There will be blood
この作品を構成している3つのシステム。
ビジネスシステム、家族システム、宗教システム。
これらのシステムを相互に噛み合わせることで、この作品に鮮明な奥行きと緊張感を生み出している。特に「宗教システム」を構成要素に加えているところが秀逸である。これがなければ、凡百のウェルメイドな作品に過ぎなかったであろう。
そして、この3つのシステムによる構造の中心に据えられているのが、一人の男の「憎悪の蓄積」である。
憎悪は蓄積する。
このメッセージは重い。人は必ずしも幸せになるために生きるのではない。憎悪を「証明」するために生きる人間もいる。そしてそれは、決して珍しいことではない。
長さを感じさせない秀作。一つ不満なのが、最終的に主人公を、狂気に沈めることで物語を決着させたことだ。

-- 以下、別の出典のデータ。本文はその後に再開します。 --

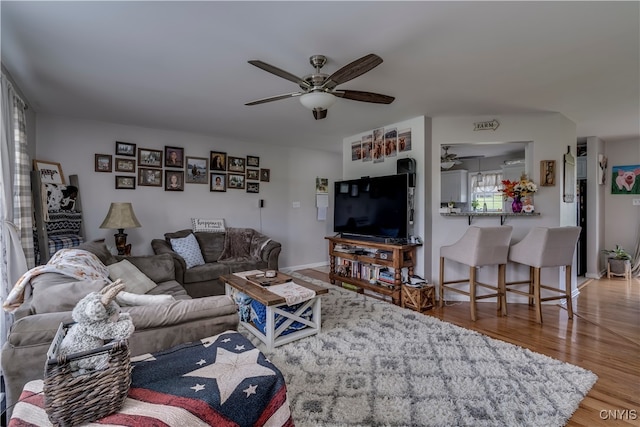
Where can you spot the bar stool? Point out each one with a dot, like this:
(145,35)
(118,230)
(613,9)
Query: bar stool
(545,247)
(479,246)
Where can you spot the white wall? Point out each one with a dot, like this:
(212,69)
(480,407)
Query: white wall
(621,218)
(73,143)
(420,132)
(550,135)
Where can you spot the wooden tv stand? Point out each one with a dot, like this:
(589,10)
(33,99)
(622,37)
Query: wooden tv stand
(398,256)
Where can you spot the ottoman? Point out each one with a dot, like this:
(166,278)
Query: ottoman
(222,380)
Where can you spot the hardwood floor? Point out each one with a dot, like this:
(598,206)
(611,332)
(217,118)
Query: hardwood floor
(604,337)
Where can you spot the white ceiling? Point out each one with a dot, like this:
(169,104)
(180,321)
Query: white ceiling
(183,65)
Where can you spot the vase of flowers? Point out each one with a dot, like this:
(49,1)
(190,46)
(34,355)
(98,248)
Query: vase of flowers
(516,190)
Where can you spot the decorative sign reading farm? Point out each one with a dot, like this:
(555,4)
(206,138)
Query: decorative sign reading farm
(488,125)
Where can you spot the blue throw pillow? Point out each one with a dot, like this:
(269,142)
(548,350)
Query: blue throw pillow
(188,248)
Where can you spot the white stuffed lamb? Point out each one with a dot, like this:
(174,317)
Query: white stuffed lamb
(98,319)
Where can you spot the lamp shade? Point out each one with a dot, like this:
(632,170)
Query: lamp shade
(317,100)
(120,215)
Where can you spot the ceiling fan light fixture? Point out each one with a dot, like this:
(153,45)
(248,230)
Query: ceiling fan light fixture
(317,100)
(447,165)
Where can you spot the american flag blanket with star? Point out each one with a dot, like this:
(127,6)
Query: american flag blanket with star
(218,381)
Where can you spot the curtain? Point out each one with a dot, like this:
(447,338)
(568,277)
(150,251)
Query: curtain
(491,183)
(635,262)
(16,218)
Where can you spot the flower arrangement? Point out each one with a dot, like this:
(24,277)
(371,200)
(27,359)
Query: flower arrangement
(518,189)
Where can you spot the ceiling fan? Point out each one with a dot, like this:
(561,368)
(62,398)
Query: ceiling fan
(319,89)
(449,160)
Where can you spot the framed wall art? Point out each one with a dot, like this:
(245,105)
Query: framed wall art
(149,158)
(218,182)
(253,187)
(125,182)
(218,161)
(174,157)
(125,149)
(174,180)
(235,164)
(125,165)
(235,181)
(103,163)
(197,170)
(625,179)
(150,177)
(547,173)
(253,174)
(50,172)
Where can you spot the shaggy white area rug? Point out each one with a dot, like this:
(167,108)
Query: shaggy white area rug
(376,364)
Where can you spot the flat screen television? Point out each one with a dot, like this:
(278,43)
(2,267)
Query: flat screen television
(374,207)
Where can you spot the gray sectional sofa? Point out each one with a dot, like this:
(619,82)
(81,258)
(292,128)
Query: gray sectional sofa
(157,327)
(236,249)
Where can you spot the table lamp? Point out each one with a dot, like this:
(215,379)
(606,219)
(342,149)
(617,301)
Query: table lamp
(120,216)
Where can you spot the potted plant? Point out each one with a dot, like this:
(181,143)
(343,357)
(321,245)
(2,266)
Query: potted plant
(619,260)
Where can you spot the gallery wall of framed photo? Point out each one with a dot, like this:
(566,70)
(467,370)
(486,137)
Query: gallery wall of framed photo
(174,170)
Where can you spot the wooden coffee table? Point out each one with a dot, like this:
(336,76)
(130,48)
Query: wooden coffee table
(273,303)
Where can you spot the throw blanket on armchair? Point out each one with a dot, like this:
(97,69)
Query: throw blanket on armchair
(75,263)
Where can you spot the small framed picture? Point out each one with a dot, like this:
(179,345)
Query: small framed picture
(150,177)
(218,161)
(174,157)
(253,162)
(125,182)
(196,170)
(235,181)
(125,149)
(547,173)
(253,187)
(235,164)
(218,182)
(253,174)
(174,180)
(149,158)
(103,163)
(50,172)
(125,165)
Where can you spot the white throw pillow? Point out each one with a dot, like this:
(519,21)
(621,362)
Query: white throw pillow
(126,298)
(134,280)
(189,249)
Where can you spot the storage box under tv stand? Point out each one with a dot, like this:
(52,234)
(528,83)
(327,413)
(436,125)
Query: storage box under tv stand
(398,256)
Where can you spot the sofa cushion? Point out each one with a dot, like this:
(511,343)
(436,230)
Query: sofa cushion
(99,249)
(159,268)
(135,281)
(211,245)
(237,244)
(129,299)
(172,288)
(189,249)
(235,266)
(57,297)
(205,272)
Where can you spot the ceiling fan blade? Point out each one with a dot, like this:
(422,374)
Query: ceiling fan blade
(280,73)
(353,70)
(319,114)
(357,95)
(274,98)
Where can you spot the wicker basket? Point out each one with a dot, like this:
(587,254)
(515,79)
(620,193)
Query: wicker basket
(75,399)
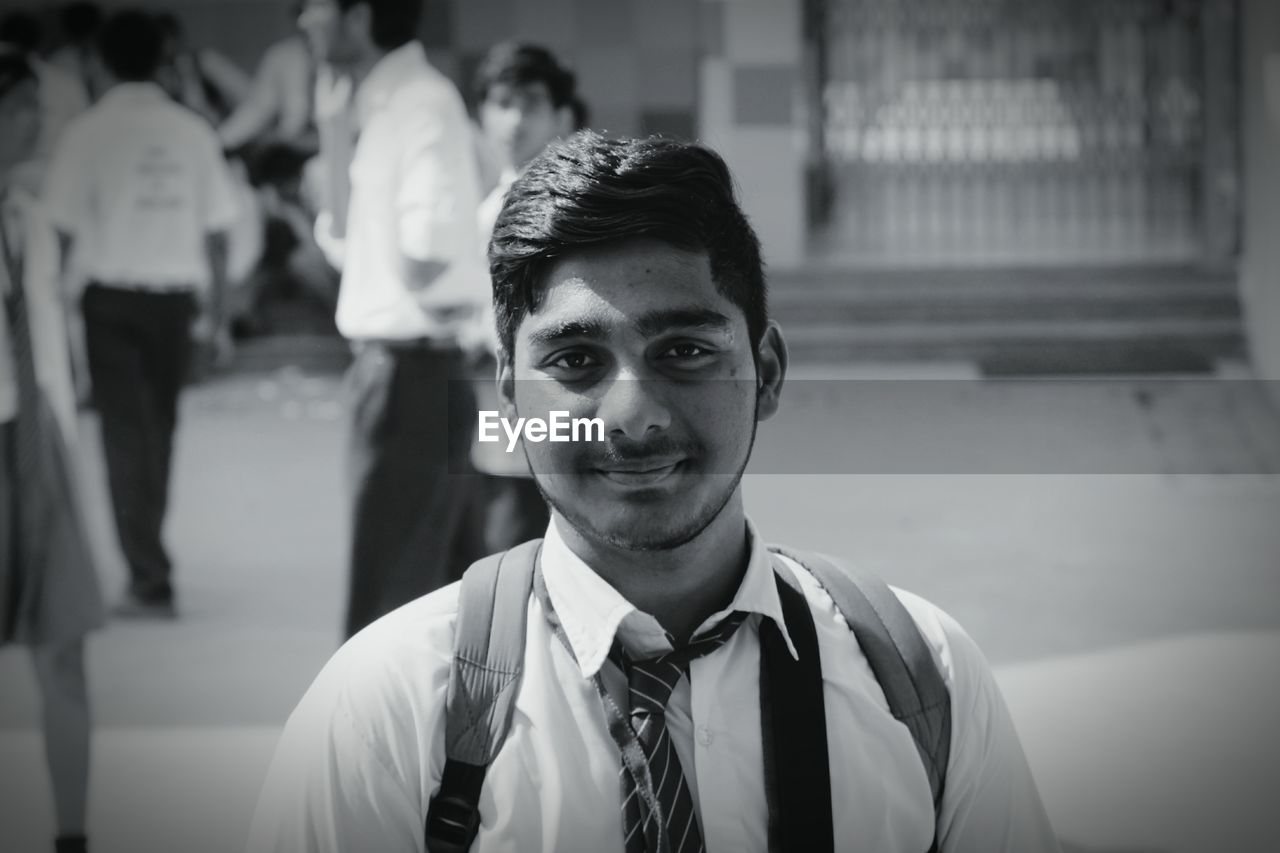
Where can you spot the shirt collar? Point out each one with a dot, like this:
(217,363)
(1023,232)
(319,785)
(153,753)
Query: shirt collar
(594,614)
(387,74)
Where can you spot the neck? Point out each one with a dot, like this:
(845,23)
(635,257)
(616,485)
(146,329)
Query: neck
(680,587)
(361,68)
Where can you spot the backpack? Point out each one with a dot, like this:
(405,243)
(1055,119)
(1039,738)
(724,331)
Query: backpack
(488,657)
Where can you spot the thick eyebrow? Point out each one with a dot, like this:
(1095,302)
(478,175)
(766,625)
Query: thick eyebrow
(553,334)
(664,320)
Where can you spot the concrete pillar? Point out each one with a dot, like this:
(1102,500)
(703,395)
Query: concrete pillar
(1260,263)
(750,110)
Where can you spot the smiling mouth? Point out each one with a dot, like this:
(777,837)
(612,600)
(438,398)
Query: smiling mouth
(643,474)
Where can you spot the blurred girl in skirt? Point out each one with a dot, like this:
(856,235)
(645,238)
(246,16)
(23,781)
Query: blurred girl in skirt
(49,594)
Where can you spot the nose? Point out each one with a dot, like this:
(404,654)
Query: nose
(634,409)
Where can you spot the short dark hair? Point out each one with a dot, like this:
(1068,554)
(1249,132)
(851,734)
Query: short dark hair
(81,21)
(14,71)
(131,44)
(393,22)
(522,64)
(592,191)
(23,31)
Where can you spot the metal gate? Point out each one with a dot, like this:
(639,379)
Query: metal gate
(1023,131)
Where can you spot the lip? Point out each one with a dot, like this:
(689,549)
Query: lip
(641,474)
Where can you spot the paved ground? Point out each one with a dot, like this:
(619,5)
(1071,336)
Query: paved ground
(1112,547)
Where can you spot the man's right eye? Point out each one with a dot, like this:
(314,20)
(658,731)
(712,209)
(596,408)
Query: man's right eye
(574,361)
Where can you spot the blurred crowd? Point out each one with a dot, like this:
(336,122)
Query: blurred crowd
(158,200)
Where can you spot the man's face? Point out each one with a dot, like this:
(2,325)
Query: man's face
(330,31)
(19,123)
(521,121)
(638,336)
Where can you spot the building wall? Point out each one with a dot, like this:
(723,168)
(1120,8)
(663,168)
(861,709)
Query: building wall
(1260,267)
(750,96)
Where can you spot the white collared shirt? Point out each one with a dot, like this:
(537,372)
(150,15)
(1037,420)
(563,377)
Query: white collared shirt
(140,182)
(364,751)
(414,194)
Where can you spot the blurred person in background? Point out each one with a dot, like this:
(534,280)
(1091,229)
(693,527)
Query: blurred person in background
(77,55)
(277,108)
(213,86)
(140,190)
(400,222)
(63,95)
(49,593)
(273,132)
(526,100)
(202,80)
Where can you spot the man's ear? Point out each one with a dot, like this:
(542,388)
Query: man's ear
(771,370)
(565,122)
(506,386)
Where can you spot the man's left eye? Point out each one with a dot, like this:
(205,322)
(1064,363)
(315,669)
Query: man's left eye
(686,351)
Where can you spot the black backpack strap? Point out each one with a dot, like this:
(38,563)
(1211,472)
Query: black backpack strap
(899,657)
(488,660)
(794,726)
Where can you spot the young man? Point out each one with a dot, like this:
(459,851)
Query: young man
(49,593)
(629,287)
(526,101)
(140,191)
(401,227)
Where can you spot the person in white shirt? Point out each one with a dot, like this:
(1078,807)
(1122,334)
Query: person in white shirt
(77,55)
(49,593)
(526,100)
(63,95)
(629,287)
(401,224)
(278,105)
(140,191)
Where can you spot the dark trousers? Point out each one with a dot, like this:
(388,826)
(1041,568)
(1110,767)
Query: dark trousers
(411,477)
(138,347)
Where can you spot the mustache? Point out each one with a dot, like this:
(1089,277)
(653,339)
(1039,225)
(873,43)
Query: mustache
(621,451)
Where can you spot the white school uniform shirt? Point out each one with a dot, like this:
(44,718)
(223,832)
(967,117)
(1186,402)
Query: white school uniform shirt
(414,194)
(140,182)
(364,752)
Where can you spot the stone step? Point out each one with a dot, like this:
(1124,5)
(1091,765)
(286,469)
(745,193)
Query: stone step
(319,354)
(1038,320)
(1032,347)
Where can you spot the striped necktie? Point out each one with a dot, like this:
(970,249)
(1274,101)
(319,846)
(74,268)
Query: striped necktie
(650,683)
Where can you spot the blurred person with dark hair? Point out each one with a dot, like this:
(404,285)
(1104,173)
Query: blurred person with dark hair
(677,685)
(63,95)
(80,23)
(49,593)
(526,100)
(273,132)
(140,190)
(202,80)
(400,222)
(277,108)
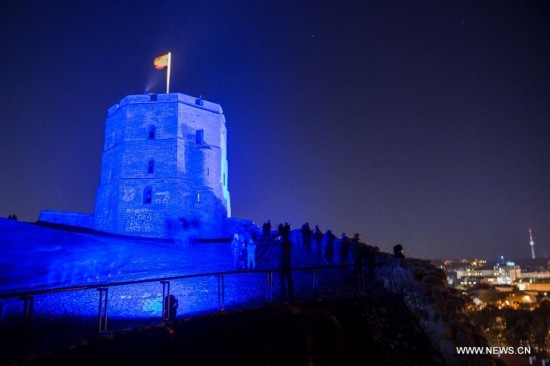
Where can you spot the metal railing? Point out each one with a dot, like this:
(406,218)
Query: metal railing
(354,280)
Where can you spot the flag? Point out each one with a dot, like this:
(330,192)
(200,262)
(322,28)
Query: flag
(162,61)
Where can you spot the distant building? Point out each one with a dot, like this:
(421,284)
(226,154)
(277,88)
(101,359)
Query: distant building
(164,168)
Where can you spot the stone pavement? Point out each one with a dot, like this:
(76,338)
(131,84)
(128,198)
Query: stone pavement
(376,330)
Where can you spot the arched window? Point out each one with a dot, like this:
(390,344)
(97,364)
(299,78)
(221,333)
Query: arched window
(147,195)
(199,136)
(151,132)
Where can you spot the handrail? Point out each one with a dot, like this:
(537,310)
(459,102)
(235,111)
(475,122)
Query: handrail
(156,279)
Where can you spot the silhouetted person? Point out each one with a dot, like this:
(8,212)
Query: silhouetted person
(242,256)
(266,230)
(281,230)
(398,251)
(329,246)
(317,238)
(370,258)
(251,252)
(357,252)
(344,249)
(170,307)
(306,236)
(284,269)
(236,250)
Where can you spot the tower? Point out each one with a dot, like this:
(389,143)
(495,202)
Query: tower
(164,168)
(532,244)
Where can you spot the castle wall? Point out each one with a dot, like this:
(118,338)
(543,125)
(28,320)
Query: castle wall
(164,167)
(75,219)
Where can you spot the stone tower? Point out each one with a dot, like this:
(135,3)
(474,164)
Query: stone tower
(164,168)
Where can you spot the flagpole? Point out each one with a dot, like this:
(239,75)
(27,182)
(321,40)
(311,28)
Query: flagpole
(168,73)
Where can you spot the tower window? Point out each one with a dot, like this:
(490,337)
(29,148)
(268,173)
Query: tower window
(147,195)
(199,136)
(151,132)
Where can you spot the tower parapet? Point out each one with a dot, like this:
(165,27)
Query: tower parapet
(164,168)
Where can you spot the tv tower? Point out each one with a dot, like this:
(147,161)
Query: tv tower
(532,244)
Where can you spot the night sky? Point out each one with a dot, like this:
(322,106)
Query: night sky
(417,122)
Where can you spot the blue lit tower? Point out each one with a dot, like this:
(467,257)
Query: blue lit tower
(164,168)
(532,244)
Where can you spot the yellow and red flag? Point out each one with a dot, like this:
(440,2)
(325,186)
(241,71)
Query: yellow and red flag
(162,61)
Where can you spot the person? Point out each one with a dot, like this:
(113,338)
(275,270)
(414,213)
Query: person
(236,249)
(306,236)
(242,256)
(266,230)
(357,252)
(317,238)
(251,252)
(329,246)
(284,268)
(398,251)
(344,249)
(170,307)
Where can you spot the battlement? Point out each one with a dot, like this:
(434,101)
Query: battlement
(164,168)
(163,98)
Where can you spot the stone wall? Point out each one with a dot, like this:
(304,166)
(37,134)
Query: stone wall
(439,309)
(75,219)
(164,164)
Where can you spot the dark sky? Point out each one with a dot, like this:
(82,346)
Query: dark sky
(420,122)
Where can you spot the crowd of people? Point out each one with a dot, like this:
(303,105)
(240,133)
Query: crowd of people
(354,251)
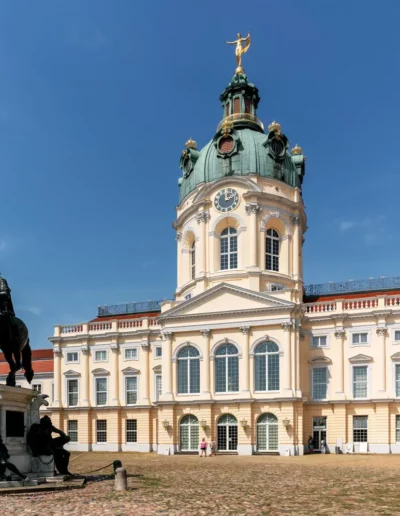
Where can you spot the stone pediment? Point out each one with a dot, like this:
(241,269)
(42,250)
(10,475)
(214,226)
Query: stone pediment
(100,372)
(130,370)
(227,299)
(71,372)
(320,360)
(360,358)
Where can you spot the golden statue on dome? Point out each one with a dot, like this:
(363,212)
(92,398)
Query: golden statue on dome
(240,50)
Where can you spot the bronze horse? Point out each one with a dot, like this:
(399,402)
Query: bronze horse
(14,337)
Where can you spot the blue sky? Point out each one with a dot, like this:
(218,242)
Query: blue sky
(97,99)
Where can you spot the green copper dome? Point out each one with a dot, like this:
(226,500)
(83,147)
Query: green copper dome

この決着は、凡庸だ。これだけの優れた素材を集めた作品なら、もっと大きな話が描けたはずだ。どうせなら例えば、彼の興したビジネスが現在に至るまで成長し続け、国を代表する企業として繁栄し、かつ社会貢献などを通じて極めて高いブランドイメージを誇っている、というような物語が欲しかった。しかしこの作品は、ありふれた教訓を決着として選ぶことで、せっかくの素材を無害化してしまったように思う。
憎悪・不信・強欲は必ず破綻する、などという「道徳話」は巷にあふれている。しかし私たちが本当に見据えなければならないのは、一皮むけば「憎悪・不信・強欲の膨大な蓄積」であるものが、美しい理念をまとって社会の中で堂々たる地位を占めている現実ではないだろうか。私はそれを、必ずしも忌むべきことだとは感じない。ただ、それが現実なのだろうと思うだけだ。